1) Lack of a grand audacious vision
The VC industry has to come to terms with the fact that there have only been a handful of investors who had this extreme visions for great investments in things that turned out to be amazing businesses like Facebook, Google, and Uber. Everybody else reacted to that success by trying to do the thing that most approximates to the thing that is working. As a result, most of those businesses, that where fundamentally not good, were run poorly. These businesses should have never been invested in, in the first place. In his words, “We need to divorce ourselves from venture capital as an occupation and focus on using capital as a way to take really big bets on things that just seem totally audacious. Right now we haven’t done enough of that, and the result is that most of the things we’ve funded are mostly crap and largely worthless.”
2) Lack of mission driven affinity
Palihapitiya states that the key of his VC company’s success is to focus on acquiring mission-driven people for your team. This will become the competitive advantage in a world that is just looking for the next best fast thing. “Historically, companies like Microsoft or Apple have taken 25 to 35 years to get to the kinds of valuations that Facebook got to in 10 years. And the reaction to this in Silicon Valley is to try to find things that work really quickly. Over the last seven or eight years, Silicon Valley has really fallen in love with fast growth. Part of this is the risk aversion of the financiers, who themselves want to have short-term wins and want to fund things that look like they’re working in the short term.” This will undermine intellectual laziness and decrease the amount of investment in ‘beauty pageant’ companies. Turning focus on businesses that are technological ambitious, difficult and that require tremendous intellectual horsepower, that can basically move humanity forward.
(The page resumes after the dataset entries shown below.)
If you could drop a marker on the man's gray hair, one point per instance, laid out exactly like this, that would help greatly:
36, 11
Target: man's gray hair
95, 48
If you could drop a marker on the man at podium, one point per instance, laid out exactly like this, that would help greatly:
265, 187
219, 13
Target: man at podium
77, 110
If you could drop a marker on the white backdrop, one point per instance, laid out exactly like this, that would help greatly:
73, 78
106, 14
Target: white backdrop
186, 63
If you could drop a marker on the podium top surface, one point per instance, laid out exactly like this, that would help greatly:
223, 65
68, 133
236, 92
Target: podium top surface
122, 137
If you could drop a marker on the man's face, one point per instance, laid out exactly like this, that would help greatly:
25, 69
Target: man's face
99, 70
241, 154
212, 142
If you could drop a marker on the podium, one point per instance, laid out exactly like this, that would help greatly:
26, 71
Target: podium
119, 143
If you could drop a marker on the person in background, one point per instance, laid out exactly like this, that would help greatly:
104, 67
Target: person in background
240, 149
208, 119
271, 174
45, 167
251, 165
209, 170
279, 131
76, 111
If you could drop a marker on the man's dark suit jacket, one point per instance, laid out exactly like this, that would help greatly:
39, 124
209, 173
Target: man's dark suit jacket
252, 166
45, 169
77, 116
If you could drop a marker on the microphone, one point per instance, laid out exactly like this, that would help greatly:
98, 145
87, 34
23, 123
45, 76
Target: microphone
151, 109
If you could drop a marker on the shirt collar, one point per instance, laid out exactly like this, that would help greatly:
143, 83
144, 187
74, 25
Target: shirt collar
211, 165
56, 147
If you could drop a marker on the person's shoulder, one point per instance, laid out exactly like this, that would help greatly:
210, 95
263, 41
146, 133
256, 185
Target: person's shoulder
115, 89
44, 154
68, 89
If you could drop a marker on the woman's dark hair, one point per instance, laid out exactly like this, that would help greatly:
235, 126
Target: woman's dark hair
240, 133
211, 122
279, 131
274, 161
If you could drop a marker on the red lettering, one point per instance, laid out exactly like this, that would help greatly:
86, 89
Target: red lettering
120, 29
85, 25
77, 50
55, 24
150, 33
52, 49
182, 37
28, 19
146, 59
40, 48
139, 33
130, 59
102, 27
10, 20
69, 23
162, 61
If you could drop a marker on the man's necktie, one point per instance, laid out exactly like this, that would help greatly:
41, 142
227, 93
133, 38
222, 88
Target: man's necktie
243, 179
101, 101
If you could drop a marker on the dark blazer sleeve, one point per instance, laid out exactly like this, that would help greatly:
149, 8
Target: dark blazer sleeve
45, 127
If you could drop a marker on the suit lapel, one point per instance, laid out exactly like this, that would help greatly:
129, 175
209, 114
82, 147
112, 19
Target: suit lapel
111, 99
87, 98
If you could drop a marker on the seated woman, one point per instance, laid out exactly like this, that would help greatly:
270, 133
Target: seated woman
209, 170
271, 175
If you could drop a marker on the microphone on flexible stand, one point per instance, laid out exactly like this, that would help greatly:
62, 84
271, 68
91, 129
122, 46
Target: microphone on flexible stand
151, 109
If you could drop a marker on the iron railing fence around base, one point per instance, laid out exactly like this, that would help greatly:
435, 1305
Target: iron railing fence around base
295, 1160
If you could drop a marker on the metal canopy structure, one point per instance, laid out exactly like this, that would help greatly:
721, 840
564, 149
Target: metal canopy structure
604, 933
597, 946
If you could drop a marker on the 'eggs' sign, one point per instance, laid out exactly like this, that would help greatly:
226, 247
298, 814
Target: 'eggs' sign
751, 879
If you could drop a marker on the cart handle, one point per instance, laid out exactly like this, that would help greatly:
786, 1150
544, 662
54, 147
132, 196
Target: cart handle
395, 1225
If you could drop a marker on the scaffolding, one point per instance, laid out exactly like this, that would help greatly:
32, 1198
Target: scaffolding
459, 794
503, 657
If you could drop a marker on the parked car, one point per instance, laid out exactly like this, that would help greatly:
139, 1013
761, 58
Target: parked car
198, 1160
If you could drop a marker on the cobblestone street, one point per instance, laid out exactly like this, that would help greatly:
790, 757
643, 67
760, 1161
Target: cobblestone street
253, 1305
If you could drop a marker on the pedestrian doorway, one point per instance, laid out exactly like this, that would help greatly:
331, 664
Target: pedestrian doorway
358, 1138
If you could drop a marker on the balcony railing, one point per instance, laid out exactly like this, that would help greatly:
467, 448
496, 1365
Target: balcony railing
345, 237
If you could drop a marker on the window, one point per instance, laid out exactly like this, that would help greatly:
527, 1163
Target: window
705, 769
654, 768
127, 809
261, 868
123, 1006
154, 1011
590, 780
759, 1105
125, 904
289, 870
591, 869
3) Lack of a clear business model
“We have to get back to this world of having pretty reasonable discipline on business models and understanding that many of these gross-margin businesses will never, never break even or become profitable.” There is no time for “venture philanthropy” anymore. VC needs to do a better job at eliminating the clutter and really focus on businesses that have a long term profitable vision. Valuable companies take decades to build. A lot of the new-generation, remote-control-type businesses—where the phone acts like a remote control to replace an offline experience—are generally, to date, highly, highly, highly unprofitable. Time will tell whether any of those can become a real business at all.